Bill banning discrimination based on sexual orientation gets hea - News, Weather & Sports

Bill banning discrimination based on sexual orientation gets hearing

State Rep. Mary Lou Marzian State Rep. Mary Lou Marzian
Kile Nave Kile Nave
Ralph Dechabert Ralph Dechabert

FRANKFORT, KY (WAVE) - A police officer who says he was fired for being gay and an executive from a major Louisville company both asked Kentucky lawmakers Wednesday to ban workplace discrimination based on sexual orientation.

It's the first time either a House or Senate committee had held a hearing on the issue, which supporters call the "Fairness Bill."

Kile Nave, who won a case in front of the Louisville Metro Human Relations Commission against his former employer, the Audubon Park Police Department, told lawmakers that he had been fired in 2012 for being gay.

"I'm a proud Christian, a Republican, a gun owner, and I'm gay," Nave said. "And I deserve to be protected against discrimination, just like everyone else."

Rep. Mary Lou Marzian, D-Lousville, sponsored House Bill 171. She described how she found out her brother was gay when he tried to commit suicide as a teenager.

Five people spoke in favor of the measure at the House Judiciary Committee meeting. One lawmaker on the panel thanked Marzian for her work, but no legislators asked questions.

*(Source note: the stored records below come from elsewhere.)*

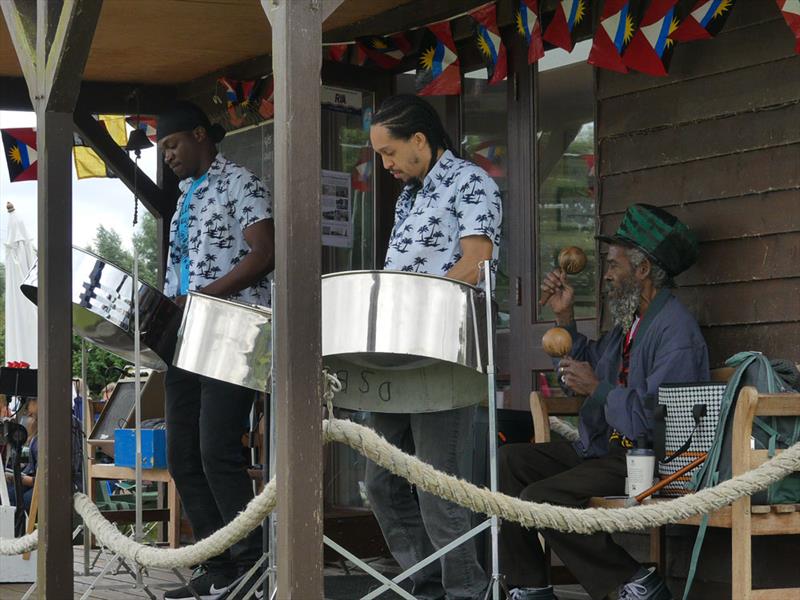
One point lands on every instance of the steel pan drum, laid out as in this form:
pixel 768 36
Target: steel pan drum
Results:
pixel 102 310
pixel 225 340
pixel 404 342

Afterward, Chris Hartman, acknowledged the bill might not advance any further this legislative session, but said just holding the hearing showed the issue has momentum.

Six Kentucky cities, including Louisville, have ordinances banning workplace discrimination based on sexual orientation. Twenty-one states have similar legislation, Hartman said.

Ralph De Chabert, the chief diversity officer at Brown-Forman Corp., told lawmakers that his company has benefited from its own anti-discrimination policy among its 4,000 worldwide employees. 

It's also good business for the Louisville-based seller of spirits and wine, De Chabert said.

"You can't just go into (the LGBT) community to sell your product," he said. "That community wants to know you care about issues that impact them very deeply."